UNASSIGNED: This study showed that continuous, dose-escalation treatment of 5-FU in CRC cells generated 5-FU desensitized cancer cells that seemed to be less aggressive than parental cells.
摘要:
结直肠癌(CRC)是最常见的诊断癌症之一。在许多情况下,晚期CRC的不良预后与对5-氟尿嘧啶(5-FU)等化疗药物治疗耐药相关.上皮间质转化(EMT)和蛋白质甲基化失调是许多癌症中与化学耐药相关的两种机制。本研究观察了5-FU剂量递增对CRC中EMT和蛋白质甲基化的影响。
■将HCT-116、Caco-2和DLD-1CRC细胞系暴露于5-FU的剂量递增处理。通过伤口愈合和侵袭试验研究了5-FU治疗前后细胞的运动性和侵袭潜力。然后进行蛋白质印迹,分析上皮标记E-cadherin的蛋白质表达,间充质标记物波形蛋白,和EMT转录因子(EMT-TF),亲本和脱敏细胞中的蜗牛家族转录抑制因子1(Snail)。还进行了蛋白质印迹以研究蛋白质甲基转移酶(PMT)的蛋白质表达,优色组蛋白赖氨酸甲基转移酶2(EHMT2/G9A),蛋白质精氨酸甲基转移酶(PRMT5),和SET结构域包含7/9(SETD7/9)以及全局赖氨酸和精氨酸甲基化谱。

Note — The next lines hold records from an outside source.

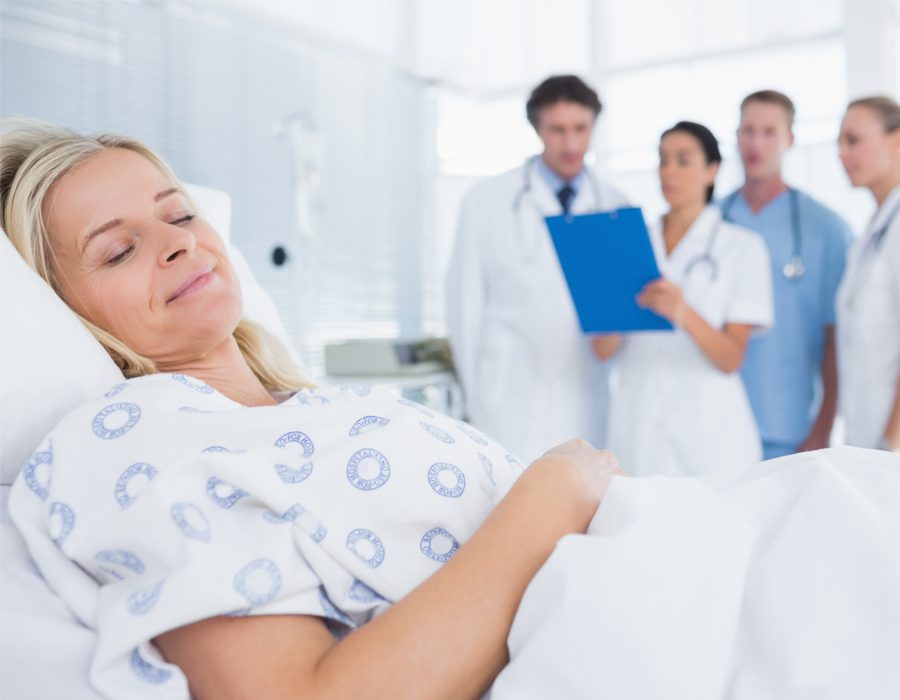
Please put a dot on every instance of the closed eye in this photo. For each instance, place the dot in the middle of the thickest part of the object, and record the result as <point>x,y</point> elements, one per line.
<point>120,257</point>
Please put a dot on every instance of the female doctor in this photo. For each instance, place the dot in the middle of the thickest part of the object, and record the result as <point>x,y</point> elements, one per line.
<point>678,406</point>
<point>527,369</point>
<point>868,305</point>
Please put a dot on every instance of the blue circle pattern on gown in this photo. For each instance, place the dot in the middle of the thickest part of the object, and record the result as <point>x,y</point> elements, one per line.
<point>146,671</point>
<point>428,538</point>
<point>122,558</point>
<point>258,596</point>
<point>99,423</point>
<point>293,476</point>
<point>295,437</point>
<point>377,481</point>
<point>367,423</point>
<point>488,467</point>
<point>194,384</point>
<point>213,489</point>
<point>39,486</point>
<point>180,512</point>
<point>438,433</point>
<point>434,481</point>
<point>142,601</point>
<point>123,498</point>
<point>362,534</point>
<point>66,517</point>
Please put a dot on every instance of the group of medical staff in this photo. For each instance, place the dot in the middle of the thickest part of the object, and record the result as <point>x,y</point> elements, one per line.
<point>777,312</point>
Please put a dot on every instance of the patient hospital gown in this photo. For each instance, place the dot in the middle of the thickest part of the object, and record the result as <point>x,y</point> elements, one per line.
<point>165,502</point>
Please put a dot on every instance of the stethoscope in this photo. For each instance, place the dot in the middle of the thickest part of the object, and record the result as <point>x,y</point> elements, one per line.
<point>706,257</point>
<point>525,190</point>
<point>794,268</point>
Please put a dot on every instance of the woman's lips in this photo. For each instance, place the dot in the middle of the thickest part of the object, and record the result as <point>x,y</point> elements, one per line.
<point>193,283</point>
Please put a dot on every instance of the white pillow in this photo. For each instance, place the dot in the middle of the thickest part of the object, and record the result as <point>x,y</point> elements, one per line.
<point>50,363</point>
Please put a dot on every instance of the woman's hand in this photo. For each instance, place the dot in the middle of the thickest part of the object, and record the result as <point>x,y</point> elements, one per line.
<point>665,298</point>
<point>593,469</point>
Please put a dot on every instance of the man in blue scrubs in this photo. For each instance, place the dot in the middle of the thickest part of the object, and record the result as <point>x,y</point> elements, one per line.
<point>790,371</point>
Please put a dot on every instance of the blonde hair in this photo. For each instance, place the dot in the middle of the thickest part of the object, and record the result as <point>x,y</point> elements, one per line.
<point>34,155</point>
<point>885,107</point>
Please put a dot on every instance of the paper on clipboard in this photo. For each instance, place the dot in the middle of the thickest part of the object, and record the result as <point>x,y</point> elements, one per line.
<point>607,259</point>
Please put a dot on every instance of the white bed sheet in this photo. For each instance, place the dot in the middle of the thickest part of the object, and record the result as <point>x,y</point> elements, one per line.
<point>46,653</point>
<point>780,581</point>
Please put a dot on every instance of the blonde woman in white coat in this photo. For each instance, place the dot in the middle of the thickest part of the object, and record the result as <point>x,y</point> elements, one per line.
<point>868,305</point>
<point>678,406</point>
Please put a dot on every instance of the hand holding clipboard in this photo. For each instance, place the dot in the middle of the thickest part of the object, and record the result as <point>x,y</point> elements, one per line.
<point>607,259</point>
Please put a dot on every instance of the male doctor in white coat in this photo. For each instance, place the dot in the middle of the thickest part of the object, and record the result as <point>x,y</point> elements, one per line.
<point>529,376</point>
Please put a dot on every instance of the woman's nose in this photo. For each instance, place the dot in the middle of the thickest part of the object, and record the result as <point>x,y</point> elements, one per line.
<point>176,241</point>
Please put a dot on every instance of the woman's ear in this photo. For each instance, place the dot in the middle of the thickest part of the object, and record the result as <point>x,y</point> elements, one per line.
<point>894,144</point>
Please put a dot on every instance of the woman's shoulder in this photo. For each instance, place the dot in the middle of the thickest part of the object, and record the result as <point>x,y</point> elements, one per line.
<point>741,238</point>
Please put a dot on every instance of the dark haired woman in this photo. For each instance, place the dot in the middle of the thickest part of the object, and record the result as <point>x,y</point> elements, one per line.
<point>678,405</point>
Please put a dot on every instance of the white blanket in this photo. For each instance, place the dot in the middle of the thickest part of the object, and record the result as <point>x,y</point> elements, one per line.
<point>165,502</point>
<point>779,581</point>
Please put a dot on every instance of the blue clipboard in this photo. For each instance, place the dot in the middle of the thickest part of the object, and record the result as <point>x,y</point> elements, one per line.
<point>607,259</point>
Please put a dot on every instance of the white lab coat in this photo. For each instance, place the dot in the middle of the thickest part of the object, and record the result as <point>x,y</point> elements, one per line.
<point>672,411</point>
<point>868,328</point>
<point>528,372</point>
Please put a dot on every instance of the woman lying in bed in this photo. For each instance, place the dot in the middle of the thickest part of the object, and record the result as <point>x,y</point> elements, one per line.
<point>220,507</point>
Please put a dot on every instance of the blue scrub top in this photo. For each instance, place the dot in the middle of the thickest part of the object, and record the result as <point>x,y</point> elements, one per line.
<point>782,368</point>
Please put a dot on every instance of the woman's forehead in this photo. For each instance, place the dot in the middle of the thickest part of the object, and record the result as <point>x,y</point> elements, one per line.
<point>114,183</point>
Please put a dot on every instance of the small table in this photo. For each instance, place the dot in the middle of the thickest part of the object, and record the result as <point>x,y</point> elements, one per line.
<point>437,390</point>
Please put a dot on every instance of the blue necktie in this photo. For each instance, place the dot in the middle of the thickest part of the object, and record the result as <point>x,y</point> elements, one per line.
<point>565,195</point>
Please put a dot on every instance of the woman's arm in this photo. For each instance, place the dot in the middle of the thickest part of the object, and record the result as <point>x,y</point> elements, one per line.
<point>606,345</point>
<point>892,429</point>
<point>724,348</point>
<point>447,638</point>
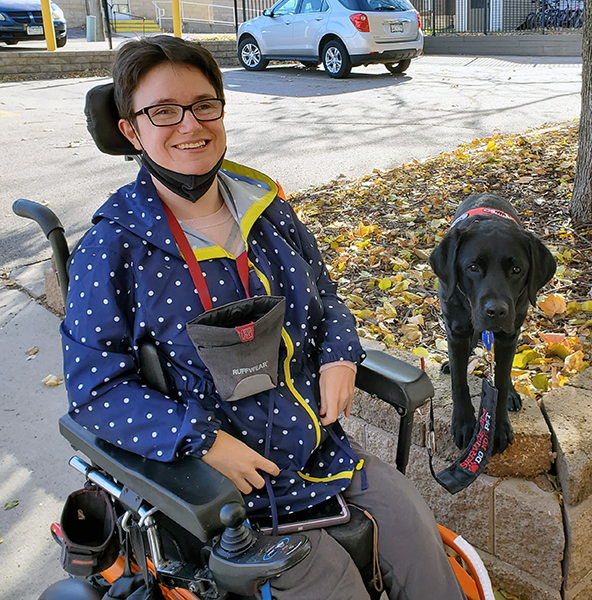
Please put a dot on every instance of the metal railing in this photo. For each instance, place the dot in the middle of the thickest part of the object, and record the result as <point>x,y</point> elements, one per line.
<point>440,17</point>
<point>198,12</point>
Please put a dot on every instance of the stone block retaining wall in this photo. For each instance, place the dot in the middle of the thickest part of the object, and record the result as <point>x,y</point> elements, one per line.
<point>535,539</point>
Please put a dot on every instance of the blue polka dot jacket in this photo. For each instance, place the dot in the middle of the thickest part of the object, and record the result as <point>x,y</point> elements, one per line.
<point>128,281</point>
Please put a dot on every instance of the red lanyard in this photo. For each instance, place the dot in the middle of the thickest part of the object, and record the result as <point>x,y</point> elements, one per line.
<point>242,262</point>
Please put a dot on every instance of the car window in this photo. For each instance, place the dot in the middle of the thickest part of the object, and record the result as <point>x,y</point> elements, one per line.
<point>375,5</point>
<point>314,6</point>
<point>287,7</point>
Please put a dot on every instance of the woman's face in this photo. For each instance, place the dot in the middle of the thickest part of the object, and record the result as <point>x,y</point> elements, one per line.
<point>190,147</point>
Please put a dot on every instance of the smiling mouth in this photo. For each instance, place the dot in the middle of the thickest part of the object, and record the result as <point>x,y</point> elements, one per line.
<point>191,146</point>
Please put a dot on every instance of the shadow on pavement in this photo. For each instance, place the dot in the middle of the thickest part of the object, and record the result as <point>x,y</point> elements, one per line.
<point>280,80</point>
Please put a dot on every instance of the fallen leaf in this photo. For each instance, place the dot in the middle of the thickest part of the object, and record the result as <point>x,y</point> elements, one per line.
<point>553,338</point>
<point>575,362</point>
<point>552,305</point>
<point>52,380</point>
<point>540,382</point>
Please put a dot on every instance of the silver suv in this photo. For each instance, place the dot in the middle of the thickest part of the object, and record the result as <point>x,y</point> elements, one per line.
<point>339,33</point>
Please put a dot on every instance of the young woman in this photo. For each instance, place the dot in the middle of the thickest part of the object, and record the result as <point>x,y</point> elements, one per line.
<point>196,234</point>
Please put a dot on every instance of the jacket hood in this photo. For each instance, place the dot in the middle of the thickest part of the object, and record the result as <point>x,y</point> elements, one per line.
<point>147,219</point>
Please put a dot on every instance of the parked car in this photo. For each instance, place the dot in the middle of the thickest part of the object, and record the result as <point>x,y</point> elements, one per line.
<point>21,20</point>
<point>339,33</point>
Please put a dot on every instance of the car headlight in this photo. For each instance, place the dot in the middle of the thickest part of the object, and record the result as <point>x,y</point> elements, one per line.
<point>56,12</point>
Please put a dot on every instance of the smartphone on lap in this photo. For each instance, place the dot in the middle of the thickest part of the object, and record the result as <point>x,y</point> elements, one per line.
<point>330,512</point>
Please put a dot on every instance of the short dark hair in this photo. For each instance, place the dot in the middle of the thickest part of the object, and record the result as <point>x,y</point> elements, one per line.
<point>135,58</point>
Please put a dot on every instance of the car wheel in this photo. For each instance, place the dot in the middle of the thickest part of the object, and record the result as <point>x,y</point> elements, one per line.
<point>336,60</point>
<point>399,67</point>
<point>249,55</point>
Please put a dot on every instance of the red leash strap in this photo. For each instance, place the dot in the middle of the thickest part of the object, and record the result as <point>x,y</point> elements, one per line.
<point>242,261</point>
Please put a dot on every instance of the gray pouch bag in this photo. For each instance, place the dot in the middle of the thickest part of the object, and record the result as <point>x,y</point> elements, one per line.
<point>240,343</point>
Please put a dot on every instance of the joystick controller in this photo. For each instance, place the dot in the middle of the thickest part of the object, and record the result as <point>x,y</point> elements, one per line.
<point>243,560</point>
<point>237,537</point>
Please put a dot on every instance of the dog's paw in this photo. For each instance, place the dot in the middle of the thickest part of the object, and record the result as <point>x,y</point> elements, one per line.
<point>514,401</point>
<point>503,437</point>
<point>462,429</point>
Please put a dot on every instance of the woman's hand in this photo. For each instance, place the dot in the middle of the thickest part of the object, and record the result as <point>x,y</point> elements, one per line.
<point>337,392</point>
<point>239,463</point>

■剂量递增方法产生的5-FU脱敏CRC细胞具有明显的形态学特征和对高剂量5-FU的增加的耐受性。当与亲代细胞相比时,5-FU脱敏的细胞经历迁移和侵袭的减少。这反映在观察到的E-cadherin减少,波形蛋白,和蜗牛在脱敏细胞系中。此外,EHMT2/G9A的蛋白表达,PRMT5和SETD7/9在脱敏细胞中也降低,并且5-FU处理后,整体蛋白赖氨酸和精氨酸甲基化变得失调。
■这项研究表明,5-FU在CRC细胞中的剂量递增处理产生了5-FU脱敏的癌细胞,其似乎不如亲本细胞具有侵袭性.
■将HCT-116、Caco-2和DLD-1CRC细胞系暴露于5-FU的剂量递增处理。通过伤口愈合和侵袭试验研究了5-FU治疗前后细胞的运动性和侵袭潜力。然后进行蛋白质印迹,分析上皮标记E-cadherin的蛋白质表达,间充质标记物波形蛋白,和EMT转录因子(EMT-TF),亲本和脱敏细胞中的蜗牛家族转录抑制因子1(Snail)。还进行了蛋白质印迹以研究蛋白质甲基转移酶(PMT)的蛋白质表达,优色组蛋白赖氨酸甲基转移酶2(EHMT2/G9A),蛋白质精氨酸甲基转移酶(PRMT5),和SET结构域包含7/9(SETD7/9)以及全局赖氨酸和精氨酸甲基化谱。
■剂量递增方法产生的5-FU脱敏CRC细胞具有明显的形态学特征和对高剂量5-FU的增加的耐受性。当与亲代细胞相比时,5-FU脱敏的细胞经历迁移和侵袭的减少。这反映在观察到的E-cadherin减少,波形蛋白,和蜗牛在脱敏细胞系中。此外,EHMT2/G9A的蛋白表达,PRMT5和SETD7/9在脱敏细胞中也降低,并且5-FU处理后,整体蛋白赖氨酸和精氨酸甲基化变得失调。
■这项研究表明,5-FU在CRC细胞中的剂量递增处理产生了5-FU脱敏的癌细胞,其似乎不如亲本细胞具有侵袭性.